Я веду учёт каждого случая, когда человек предпочёл промолчать. Анализирую причины, мотивы, последствия.
– Страх за себя.
– Страх за близких.
– Давление системы.
– Обещания лучшей жизни.
– Угрозы.
– Шантаж.
Каждый день я сталкиваюсь с выбором: говорить или молчать. И вижу, как этот выбор ломает судьбы.
Граница молчания проходит там, где заканчивается человечность и начинается страх. Где правда уступает место выживанию. Где система подавляет личность.
Система молчания работает эффективно. Она построена на:
– Страхе.
– Безразличии.
– Коррупции.
– Молчаливом согласии..
Каждый день я задаю себе один и тот же вопрос: как система, казавшаяся незыблемой, могла так глубоко проникнуть в ткань нашего общества? Как люди, дававшие клятву служить закону, стали его главными нарушителями?
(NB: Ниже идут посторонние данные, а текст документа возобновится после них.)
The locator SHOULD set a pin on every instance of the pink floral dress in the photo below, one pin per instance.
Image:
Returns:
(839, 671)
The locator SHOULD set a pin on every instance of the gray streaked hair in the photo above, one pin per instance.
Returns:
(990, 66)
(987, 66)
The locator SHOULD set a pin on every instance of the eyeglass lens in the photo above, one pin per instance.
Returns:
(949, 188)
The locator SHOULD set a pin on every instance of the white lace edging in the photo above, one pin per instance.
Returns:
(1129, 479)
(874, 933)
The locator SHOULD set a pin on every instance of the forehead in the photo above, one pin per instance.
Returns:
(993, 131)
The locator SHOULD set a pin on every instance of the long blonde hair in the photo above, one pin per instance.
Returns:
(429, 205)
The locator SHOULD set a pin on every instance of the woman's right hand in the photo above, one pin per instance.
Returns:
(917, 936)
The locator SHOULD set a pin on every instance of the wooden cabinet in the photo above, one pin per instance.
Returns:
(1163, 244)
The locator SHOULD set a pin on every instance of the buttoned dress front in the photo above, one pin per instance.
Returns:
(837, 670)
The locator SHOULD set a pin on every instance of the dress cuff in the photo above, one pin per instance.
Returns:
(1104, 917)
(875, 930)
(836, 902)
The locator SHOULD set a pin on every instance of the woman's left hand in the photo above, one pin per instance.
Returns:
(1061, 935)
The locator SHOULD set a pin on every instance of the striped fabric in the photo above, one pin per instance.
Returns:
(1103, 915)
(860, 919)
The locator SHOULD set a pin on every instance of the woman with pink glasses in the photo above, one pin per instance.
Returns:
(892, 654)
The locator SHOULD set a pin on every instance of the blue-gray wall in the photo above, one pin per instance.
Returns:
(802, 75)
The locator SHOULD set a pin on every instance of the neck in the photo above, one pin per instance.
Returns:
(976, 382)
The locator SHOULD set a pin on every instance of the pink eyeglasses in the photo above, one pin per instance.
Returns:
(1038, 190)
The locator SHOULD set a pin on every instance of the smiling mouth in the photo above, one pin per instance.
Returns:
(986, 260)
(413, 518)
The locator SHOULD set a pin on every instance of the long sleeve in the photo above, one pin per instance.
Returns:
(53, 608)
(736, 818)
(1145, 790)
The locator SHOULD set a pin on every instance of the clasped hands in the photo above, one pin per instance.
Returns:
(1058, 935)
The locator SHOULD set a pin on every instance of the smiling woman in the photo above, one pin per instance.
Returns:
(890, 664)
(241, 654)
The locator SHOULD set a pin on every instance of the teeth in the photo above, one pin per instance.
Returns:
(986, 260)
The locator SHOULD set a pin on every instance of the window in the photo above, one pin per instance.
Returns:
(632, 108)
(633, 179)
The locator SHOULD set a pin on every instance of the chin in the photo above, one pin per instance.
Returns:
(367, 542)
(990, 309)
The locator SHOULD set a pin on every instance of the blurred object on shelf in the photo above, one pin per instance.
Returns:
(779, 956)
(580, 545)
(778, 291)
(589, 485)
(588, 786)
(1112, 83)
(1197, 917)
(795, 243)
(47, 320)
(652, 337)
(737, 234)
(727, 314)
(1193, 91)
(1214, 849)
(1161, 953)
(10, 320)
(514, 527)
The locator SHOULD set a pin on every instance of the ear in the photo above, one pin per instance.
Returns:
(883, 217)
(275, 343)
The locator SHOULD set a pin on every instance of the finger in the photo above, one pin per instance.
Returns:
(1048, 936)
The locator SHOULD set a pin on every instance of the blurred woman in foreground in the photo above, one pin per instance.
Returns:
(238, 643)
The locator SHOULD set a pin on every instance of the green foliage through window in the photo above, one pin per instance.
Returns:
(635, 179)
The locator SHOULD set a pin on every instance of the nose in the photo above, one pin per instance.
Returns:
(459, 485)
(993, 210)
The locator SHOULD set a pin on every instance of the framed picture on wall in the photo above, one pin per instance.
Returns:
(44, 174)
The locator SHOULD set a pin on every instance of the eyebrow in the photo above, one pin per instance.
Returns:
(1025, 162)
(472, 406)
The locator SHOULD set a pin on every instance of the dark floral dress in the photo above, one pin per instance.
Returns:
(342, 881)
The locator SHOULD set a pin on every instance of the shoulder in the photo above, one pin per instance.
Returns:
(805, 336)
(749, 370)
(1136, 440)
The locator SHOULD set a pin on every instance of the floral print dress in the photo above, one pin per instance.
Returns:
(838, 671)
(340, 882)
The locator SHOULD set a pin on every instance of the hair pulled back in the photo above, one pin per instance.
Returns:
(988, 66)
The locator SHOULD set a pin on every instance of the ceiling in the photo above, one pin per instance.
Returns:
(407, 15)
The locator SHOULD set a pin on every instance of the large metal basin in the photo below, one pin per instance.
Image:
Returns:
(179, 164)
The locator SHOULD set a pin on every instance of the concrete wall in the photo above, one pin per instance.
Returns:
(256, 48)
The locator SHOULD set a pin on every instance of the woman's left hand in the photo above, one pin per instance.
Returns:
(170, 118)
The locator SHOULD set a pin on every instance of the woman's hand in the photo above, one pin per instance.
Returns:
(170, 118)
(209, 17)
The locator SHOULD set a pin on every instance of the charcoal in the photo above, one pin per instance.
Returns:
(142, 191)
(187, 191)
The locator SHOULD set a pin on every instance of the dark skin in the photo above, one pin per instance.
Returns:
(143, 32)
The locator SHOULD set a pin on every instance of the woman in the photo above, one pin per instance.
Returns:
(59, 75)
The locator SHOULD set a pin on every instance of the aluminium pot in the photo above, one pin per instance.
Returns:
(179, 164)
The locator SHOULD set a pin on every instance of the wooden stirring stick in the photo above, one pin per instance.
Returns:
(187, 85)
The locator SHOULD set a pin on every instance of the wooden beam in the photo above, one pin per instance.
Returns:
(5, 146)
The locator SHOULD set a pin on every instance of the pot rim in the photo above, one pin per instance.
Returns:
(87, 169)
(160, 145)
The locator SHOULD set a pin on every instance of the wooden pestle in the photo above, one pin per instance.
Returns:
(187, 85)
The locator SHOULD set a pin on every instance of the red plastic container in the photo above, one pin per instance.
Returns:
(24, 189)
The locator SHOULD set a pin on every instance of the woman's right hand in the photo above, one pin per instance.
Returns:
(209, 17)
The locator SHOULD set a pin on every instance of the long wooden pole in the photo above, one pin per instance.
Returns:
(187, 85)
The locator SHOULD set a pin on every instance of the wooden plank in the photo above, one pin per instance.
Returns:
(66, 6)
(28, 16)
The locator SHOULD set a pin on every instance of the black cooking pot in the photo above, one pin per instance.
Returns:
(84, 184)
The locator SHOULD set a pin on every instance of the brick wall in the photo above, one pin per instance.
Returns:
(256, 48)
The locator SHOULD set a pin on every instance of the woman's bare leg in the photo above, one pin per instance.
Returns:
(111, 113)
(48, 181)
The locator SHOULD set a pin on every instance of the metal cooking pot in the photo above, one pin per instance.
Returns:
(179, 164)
Но есть и те, кто выбирает правду. Кто переступает через страх, кто готов бороться и, именно они, дают надежду.
Это записки о деле, которое изменило моё представление о справедливости. О людях, носивших погоны и кравших под видом борьбы с преступностью. О системе, где граница между правосудием и беззаконием размыта до неузнаваемости.
Я продолжаю расследование, несмотря на:
– Угрозы.
– Давление.
– Недоверие коллег.
– Недосказанность свидетелей.
Моя задача – не просто раскрыть преступления, но и показать, что иногда молчание – это ещё и соучастие. Что правда всегда находит путь наружу.
В этих записках – хроника борьбы с системой молчания. История о том, как несколько человек пытаются изменить мир, где молчание стало почти нормой.
Я веду хронику расследования, которое началось с анонимного звонка и закончилось разоблачением целой преступной сети.
В этих записках – история о том, как власть и деньги могут превратить человека в марионетку, о цене молчания и цене правды. О том, как важно не перейти ту самую границу, за которой следователь становится частью той системы, с которой призван бороться.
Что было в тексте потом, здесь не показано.